Protect your data from a cyber-attack
Under the new GDPR regulations, any company that collects or processes data on EU citizens must legally use suitable measures to protect customer’s data. Data protection must be either privacy by design or by default. While these regulations apply explicitly to customer data, these methods can also be used to protect other forms of sensitive information.
Most cyber threats can be identified sooner and avoided by training employees on cybersecurity. As phishing scams are one of the biggest threats to companies, it’s important that staff can recognise trustworthy links and emails.
Staff should also know who to inform if they suspect a data breach or cyber-attack. Providing cybersecurity training to staff is a relatively inexpensive and effective way to protect your company and customer.
Protect your devices and apps from cyber-attacks
The default settings for most devices and software don’t provide a high-level of security. It’s recommended that businesses check the settings on new devices and software and change security settings for improved protection.

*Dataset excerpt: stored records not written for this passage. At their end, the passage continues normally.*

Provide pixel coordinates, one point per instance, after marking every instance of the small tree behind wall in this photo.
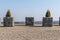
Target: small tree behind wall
(48, 14)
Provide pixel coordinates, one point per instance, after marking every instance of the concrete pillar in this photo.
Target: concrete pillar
(47, 21)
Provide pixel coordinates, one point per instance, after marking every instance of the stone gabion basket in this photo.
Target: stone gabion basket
(29, 21)
(8, 21)
(47, 21)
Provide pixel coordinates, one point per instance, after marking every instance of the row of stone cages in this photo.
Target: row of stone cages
(47, 20)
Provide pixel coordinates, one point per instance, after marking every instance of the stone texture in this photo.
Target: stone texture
(47, 21)
(59, 21)
(8, 21)
(29, 21)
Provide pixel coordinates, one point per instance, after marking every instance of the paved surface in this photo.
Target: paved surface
(30, 33)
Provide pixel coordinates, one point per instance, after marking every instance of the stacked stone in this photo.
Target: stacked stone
(59, 21)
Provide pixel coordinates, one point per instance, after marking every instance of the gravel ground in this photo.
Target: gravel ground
(30, 33)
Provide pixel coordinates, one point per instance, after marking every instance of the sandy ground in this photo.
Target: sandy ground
(30, 33)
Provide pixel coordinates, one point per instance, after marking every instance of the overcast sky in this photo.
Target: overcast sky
(30, 8)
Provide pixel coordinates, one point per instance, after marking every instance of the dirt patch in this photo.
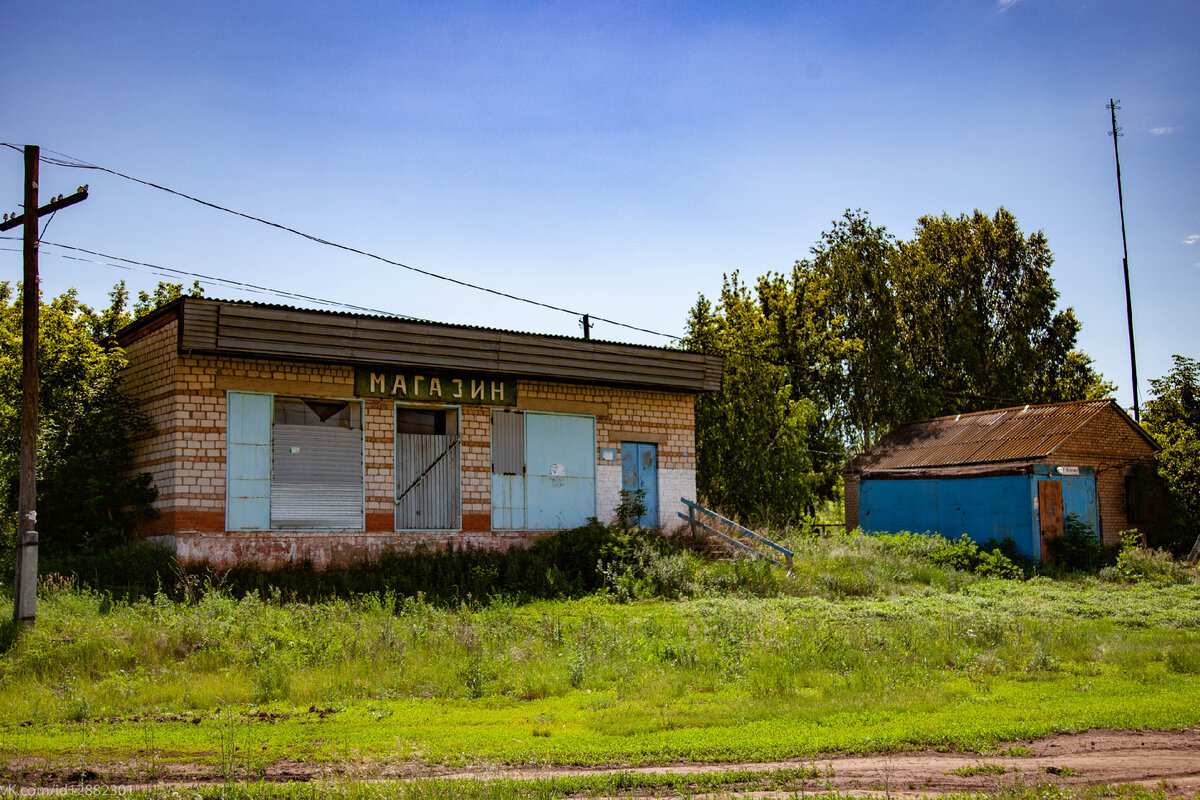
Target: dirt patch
(1157, 759)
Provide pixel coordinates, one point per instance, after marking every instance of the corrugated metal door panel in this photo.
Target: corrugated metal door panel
(317, 477)
(640, 470)
(561, 461)
(435, 501)
(249, 461)
(508, 470)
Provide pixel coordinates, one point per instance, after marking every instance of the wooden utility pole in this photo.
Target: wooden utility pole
(25, 587)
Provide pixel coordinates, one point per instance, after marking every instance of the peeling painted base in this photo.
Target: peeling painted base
(324, 549)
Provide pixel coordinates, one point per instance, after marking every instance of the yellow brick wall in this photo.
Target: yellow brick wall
(1108, 444)
(185, 396)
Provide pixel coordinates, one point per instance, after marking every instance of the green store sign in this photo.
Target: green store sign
(435, 386)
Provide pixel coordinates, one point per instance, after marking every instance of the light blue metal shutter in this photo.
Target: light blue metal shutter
(561, 470)
(249, 461)
(317, 479)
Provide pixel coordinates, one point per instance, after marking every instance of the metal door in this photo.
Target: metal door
(427, 469)
(561, 463)
(1049, 516)
(249, 461)
(640, 471)
(1079, 499)
(508, 470)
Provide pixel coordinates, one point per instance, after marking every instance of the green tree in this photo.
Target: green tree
(846, 326)
(1173, 417)
(979, 317)
(755, 455)
(87, 494)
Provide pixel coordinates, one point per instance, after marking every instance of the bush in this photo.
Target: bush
(1138, 564)
(961, 554)
(1079, 548)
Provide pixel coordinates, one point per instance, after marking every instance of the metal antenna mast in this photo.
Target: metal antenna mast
(1114, 104)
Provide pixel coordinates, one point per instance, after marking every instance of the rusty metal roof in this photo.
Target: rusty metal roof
(1009, 434)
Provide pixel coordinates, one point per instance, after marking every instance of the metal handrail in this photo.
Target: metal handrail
(744, 547)
(741, 529)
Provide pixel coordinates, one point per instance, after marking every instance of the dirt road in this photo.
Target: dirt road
(1157, 759)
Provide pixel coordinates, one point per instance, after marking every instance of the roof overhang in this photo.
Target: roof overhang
(261, 331)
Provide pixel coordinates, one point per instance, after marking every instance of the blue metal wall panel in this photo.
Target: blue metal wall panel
(987, 509)
(640, 470)
(561, 463)
(249, 461)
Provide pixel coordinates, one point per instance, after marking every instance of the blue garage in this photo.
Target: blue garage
(1014, 474)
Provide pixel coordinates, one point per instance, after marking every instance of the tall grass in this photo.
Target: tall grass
(93, 657)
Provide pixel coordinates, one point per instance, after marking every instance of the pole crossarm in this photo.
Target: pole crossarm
(49, 208)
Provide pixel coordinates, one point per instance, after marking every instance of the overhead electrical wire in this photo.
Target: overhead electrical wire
(61, 160)
(168, 271)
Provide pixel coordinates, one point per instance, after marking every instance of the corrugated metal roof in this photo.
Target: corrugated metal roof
(1009, 434)
(261, 330)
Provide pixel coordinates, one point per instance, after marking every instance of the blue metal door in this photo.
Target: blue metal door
(561, 470)
(249, 461)
(640, 471)
(508, 470)
(1079, 499)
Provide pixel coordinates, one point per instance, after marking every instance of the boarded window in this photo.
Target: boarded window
(317, 464)
(543, 470)
(427, 469)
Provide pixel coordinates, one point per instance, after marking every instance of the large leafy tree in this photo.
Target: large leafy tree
(981, 324)
(1173, 417)
(87, 495)
(870, 331)
(846, 322)
(755, 438)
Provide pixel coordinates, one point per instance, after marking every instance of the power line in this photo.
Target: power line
(169, 271)
(61, 160)
(253, 288)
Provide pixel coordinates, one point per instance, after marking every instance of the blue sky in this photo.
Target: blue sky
(613, 158)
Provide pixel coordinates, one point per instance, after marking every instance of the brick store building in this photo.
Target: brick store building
(285, 434)
(1015, 473)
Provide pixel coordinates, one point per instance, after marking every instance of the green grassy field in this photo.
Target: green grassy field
(859, 650)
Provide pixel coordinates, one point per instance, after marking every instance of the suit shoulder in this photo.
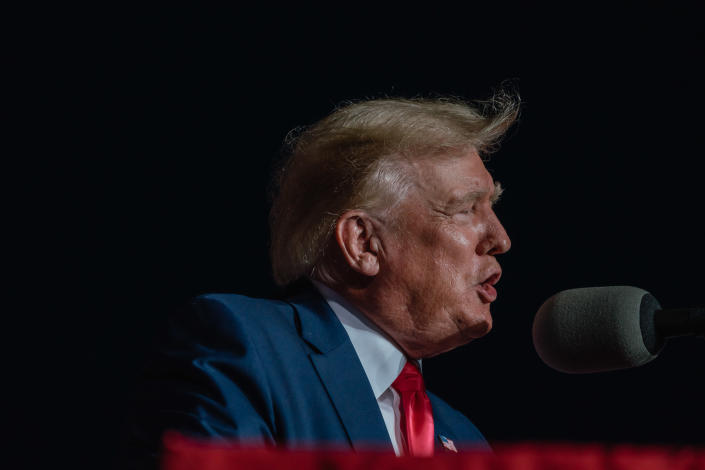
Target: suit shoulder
(218, 319)
(240, 308)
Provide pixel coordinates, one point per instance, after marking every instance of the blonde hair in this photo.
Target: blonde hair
(357, 158)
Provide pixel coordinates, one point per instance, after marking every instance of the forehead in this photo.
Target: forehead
(453, 177)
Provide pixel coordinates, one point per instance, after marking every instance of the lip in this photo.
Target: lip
(486, 289)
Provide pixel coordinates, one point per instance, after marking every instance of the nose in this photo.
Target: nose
(496, 241)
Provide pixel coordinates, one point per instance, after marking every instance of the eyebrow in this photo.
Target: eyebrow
(476, 195)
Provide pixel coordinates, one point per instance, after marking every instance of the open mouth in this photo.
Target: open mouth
(486, 289)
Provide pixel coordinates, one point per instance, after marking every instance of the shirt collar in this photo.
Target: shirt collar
(380, 358)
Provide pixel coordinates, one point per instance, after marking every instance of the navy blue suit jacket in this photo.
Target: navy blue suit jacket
(268, 372)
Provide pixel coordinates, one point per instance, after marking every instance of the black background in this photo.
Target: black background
(164, 125)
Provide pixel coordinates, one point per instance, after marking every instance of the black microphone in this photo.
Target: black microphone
(597, 329)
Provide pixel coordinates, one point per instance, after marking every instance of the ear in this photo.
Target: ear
(358, 242)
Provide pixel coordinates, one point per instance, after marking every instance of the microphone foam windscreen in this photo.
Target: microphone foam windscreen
(591, 329)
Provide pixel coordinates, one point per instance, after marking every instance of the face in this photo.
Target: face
(440, 260)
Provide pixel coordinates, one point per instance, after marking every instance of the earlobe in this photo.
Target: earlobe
(358, 244)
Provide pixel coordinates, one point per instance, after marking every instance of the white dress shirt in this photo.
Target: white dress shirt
(380, 358)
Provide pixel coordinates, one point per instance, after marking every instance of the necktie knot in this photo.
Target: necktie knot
(416, 414)
(409, 380)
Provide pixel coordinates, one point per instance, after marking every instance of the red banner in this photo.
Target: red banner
(181, 453)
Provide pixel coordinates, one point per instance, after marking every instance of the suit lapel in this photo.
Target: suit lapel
(440, 429)
(341, 373)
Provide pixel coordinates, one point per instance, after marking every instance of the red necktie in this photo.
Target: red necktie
(416, 419)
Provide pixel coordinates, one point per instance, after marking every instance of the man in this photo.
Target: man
(385, 208)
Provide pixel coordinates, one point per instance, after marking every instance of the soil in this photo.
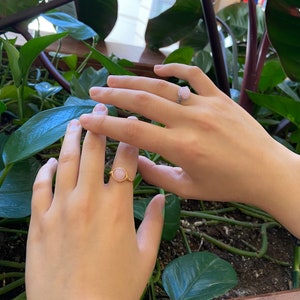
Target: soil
(256, 275)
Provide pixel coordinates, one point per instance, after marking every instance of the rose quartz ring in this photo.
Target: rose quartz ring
(119, 174)
(183, 94)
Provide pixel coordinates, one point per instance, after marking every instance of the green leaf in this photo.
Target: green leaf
(199, 275)
(283, 23)
(9, 7)
(101, 15)
(30, 50)
(182, 55)
(110, 65)
(16, 191)
(40, 131)
(66, 23)
(203, 60)
(287, 107)
(46, 89)
(272, 74)
(172, 215)
(173, 24)
(13, 58)
(88, 78)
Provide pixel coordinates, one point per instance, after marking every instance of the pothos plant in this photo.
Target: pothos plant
(38, 121)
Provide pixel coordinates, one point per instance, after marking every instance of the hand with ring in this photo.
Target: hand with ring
(82, 241)
(219, 151)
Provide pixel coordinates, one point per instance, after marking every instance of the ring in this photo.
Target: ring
(183, 94)
(120, 174)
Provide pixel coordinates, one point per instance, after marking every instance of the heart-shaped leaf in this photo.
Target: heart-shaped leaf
(30, 50)
(287, 107)
(199, 275)
(40, 131)
(66, 23)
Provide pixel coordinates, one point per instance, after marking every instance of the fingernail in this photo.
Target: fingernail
(74, 125)
(132, 117)
(100, 109)
(93, 91)
(157, 67)
(52, 161)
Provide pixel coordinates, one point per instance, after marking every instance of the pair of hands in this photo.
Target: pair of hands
(82, 240)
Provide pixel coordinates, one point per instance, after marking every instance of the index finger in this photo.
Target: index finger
(131, 131)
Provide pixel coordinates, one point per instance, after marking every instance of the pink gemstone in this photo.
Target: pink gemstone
(184, 92)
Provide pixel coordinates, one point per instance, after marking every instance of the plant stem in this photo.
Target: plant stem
(213, 34)
(296, 266)
(185, 240)
(250, 63)
(202, 215)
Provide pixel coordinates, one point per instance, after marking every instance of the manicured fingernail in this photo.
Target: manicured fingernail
(157, 67)
(93, 91)
(52, 161)
(74, 125)
(99, 109)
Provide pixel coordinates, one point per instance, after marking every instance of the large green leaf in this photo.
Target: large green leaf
(40, 131)
(287, 107)
(172, 215)
(9, 7)
(66, 23)
(199, 275)
(30, 50)
(13, 57)
(173, 24)
(88, 78)
(101, 15)
(16, 191)
(283, 23)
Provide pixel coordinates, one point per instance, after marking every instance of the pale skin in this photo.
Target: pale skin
(82, 241)
(220, 151)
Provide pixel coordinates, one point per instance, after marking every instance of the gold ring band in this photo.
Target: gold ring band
(120, 174)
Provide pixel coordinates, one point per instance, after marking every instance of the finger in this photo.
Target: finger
(124, 168)
(92, 161)
(195, 76)
(68, 163)
(150, 230)
(149, 105)
(172, 179)
(159, 87)
(131, 131)
(42, 188)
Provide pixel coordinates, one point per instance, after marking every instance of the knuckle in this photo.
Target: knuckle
(161, 85)
(131, 130)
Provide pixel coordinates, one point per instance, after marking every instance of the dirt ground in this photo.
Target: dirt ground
(255, 275)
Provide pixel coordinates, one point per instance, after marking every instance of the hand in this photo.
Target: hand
(82, 241)
(222, 153)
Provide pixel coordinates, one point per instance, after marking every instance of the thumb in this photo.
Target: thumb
(149, 232)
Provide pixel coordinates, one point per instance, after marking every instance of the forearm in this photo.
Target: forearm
(277, 190)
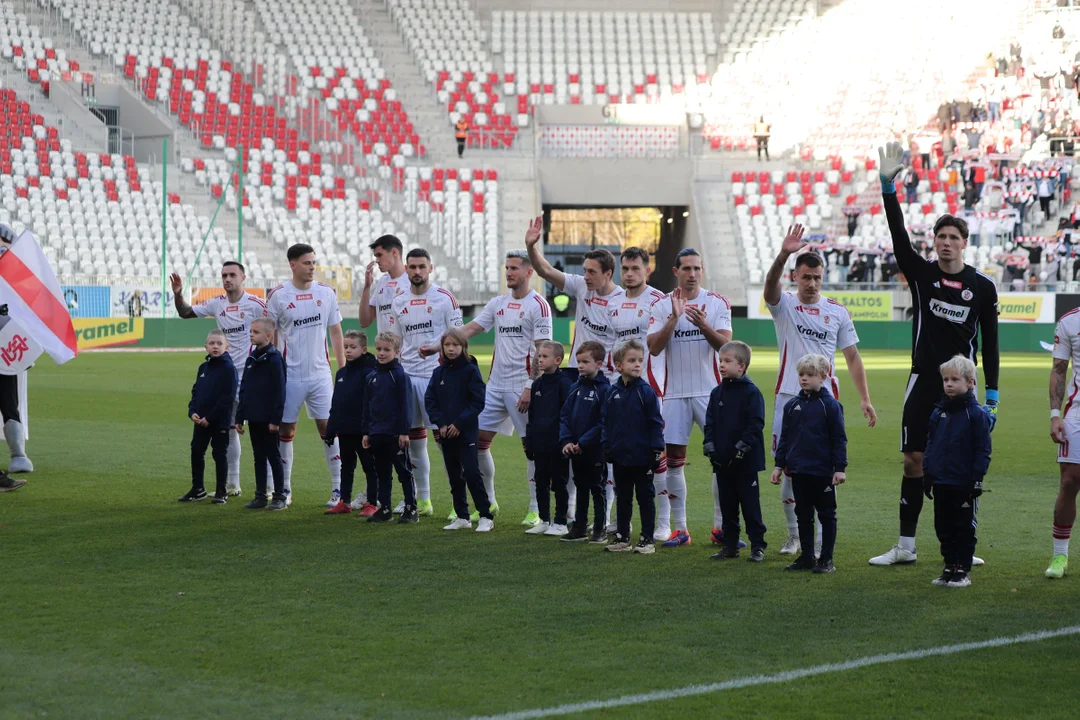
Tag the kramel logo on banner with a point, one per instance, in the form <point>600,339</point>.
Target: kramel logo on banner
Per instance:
<point>107,331</point>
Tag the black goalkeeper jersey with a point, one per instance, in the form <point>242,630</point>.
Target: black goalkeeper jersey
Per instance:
<point>949,309</point>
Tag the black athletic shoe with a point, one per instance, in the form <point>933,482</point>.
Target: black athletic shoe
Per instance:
<point>381,515</point>
<point>599,537</point>
<point>576,534</point>
<point>193,496</point>
<point>804,562</point>
<point>8,484</point>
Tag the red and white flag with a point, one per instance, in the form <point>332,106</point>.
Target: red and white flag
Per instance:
<point>28,287</point>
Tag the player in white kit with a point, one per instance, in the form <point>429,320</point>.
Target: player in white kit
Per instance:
<point>630,320</point>
<point>595,294</point>
<point>689,326</point>
<point>1065,431</point>
<point>304,311</point>
<point>420,317</point>
<point>233,311</point>
<point>377,300</point>
<point>808,323</point>
<point>522,321</point>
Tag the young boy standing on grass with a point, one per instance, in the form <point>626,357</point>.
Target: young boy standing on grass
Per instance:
<point>387,421</point>
<point>813,450</point>
<point>957,458</point>
<point>734,445</point>
<point>550,392</point>
<point>579,430</point>
<point>347,416</point>
<point>454,401</point>
<point>261,405</point>
<point>632,436</point>
<point>211,410</point>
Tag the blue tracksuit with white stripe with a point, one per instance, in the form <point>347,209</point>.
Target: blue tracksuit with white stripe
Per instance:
<point>958,456</point>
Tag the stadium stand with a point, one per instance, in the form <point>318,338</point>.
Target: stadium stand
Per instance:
<point>556,57</point>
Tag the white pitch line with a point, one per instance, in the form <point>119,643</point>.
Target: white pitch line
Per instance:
<point>781,677</point>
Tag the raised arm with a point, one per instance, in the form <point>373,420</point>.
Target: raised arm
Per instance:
<point>183,309</point>
<point>556,277</point>
<point>891,162</point>
<point>367,311</point>
<point>772,280</point>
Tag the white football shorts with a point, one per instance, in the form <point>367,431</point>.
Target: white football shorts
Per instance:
<point>316,394</point>
<point>500,413</point>
<point>419,408</point>
<point>679,416</point>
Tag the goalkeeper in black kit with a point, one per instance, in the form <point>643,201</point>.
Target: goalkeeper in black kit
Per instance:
<point>953,303</point>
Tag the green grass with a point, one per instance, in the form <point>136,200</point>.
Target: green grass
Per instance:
<point>120,602</point>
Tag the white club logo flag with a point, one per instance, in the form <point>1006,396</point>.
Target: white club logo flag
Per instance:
<point>35,302</point>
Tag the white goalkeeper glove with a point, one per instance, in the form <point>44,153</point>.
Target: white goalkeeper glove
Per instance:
<point>890,162</point>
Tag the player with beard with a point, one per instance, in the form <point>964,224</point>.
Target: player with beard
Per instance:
<point>630,320</point>
<point>420,317</point>
<point>233,311</point>
<point>522,321</point>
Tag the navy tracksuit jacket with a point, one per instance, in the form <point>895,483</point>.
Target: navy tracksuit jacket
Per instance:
<point>262,389</point>
<point>812,438</point>
<point>213,392</point>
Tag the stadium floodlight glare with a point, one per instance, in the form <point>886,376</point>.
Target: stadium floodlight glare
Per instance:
<point>825,83</point>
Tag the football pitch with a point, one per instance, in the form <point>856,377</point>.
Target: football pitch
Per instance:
<point>120,602</point>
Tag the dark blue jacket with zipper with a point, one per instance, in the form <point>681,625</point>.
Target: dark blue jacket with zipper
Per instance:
<point>347,410</point>
<point>262,389</point>
<point>958,443</point>
<point>550,392</point>
<point>812,439</point>
<point>456,396</point>
<point>214,392</point>
<point>736,413</point>
<point>580,419</point>
<point>632,428</point>
<point>388,401</point>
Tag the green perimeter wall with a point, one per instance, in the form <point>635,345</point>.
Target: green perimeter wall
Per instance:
<point>1014,337</point>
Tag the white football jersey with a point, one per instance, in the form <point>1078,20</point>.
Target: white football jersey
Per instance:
<point>422,320</point>
<point>301,318</point>
<point>381,298</point>
<point>234,320</point>
<point>630,320</point>
<point>1067,348</point>
<point>518,324</point>
<point>690,364</point>
<point>821,328</point>
<point>591,322</point>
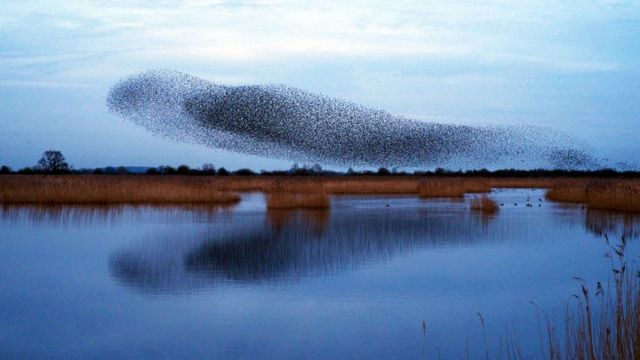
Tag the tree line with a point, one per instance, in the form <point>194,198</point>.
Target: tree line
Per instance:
<point>53,162</point>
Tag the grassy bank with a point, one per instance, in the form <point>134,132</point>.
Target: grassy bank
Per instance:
<point>42,189</point>
<point>621,194</point>
<point>600,194</point>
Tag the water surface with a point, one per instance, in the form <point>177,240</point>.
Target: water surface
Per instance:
<point>355,281</point>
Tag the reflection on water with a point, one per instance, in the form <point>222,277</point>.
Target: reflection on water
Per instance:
<point>357,278</point>
<point>108,213</point>
<point>292,244</point>
<point>613,224</point>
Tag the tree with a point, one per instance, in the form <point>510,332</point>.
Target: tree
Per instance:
<point>384,171</point>
<point>208,169</point>
<point>183,169</point>
<point>53,161</point>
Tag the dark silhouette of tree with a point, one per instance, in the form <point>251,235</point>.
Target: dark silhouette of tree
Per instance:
<point>245,172</point>
<point>208,169</point>
<point>183,169</point>
<point>384,171</point>
<point>54,162</point>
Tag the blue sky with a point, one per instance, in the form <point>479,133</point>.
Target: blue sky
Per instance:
<point>570,65</point>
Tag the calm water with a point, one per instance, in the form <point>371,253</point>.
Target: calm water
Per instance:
<point>353,282</point>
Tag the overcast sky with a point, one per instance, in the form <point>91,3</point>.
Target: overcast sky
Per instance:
<point>570,65</point>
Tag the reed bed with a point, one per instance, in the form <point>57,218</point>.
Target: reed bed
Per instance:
<point>606,322</point>
<point>297,194</point>
<point>39,189</point>
<point>484,204</point>
<point>605,194</point>
<point>452,187</point>
<point>601,194</point>
<point>372,185</point>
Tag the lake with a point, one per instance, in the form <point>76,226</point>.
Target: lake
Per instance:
<point>355,281</point>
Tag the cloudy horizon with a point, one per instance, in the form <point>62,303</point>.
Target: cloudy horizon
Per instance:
<point>571,66</point>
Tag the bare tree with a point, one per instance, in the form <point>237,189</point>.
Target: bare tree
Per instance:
<point>53,161</point>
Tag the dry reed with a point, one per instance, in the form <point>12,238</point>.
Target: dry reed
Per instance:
<point>297,194</point>
<point>484,204</point>
<point>610,194</point>
<point>38,189</point>
<point>452,187</point>
<point>606,323</point>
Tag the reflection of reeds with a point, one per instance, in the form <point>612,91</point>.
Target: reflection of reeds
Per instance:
<point>484,204</point>
<point>90,213</point>
<point>314,219</point>
<point>452,187</point>
<point>110,189</point>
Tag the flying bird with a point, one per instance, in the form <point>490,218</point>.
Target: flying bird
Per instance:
<point>283,122</point>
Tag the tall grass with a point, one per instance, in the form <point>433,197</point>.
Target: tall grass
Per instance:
<point>606,322</point>
<point>452,187</point>
<point>296,194</point>
<point>110,189</point>
<point>603,194</point>
<point>484,204</point>
<point>607,194</point>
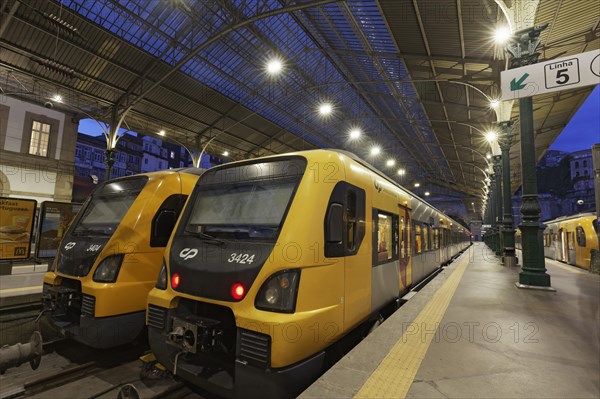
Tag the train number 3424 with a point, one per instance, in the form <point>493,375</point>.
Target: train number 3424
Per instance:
<point>240,258</point>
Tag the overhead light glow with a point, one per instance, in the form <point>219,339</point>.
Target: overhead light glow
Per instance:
<point>502,34</point>
<point>491,136</point>
<point>355,133</point>
<point>274,66</point>
<point>325,109</point>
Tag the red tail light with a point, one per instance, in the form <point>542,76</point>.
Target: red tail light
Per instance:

Both devices and accounts should also be password protected. Passwords, when implemented correctly, are a savvy and cost-effective way to improve security. In addition to standard passwords, you can also protect devices with PINs or touch-ID.
More important accounts, such as financial or IT accounts, should be protected by two-factor authentication (also known as 2FA). For more information about passwords check out our article on Cybersecurity Basics.
Cyber essentials scheme
Cyber Essentials is a government-backed scheme that aims to help business master cybersecurity best practices and prevent against cyber-attacks. Depending on your level of commitment, you can read their digital articles or complete an entry-level or more advanced certifications in cybersecurity. Cyber Essentials is a great resource for companies looking to gain a greater cybersecurity awareness.
While October may be cybersecurity awareness month, it’s important to promote awareness year round. Employees are one of the best defences against cyber criminals and attacks and as such should be properly trained to identify cyber threats and scams. Without their support, even the most advanced IT security software is useless.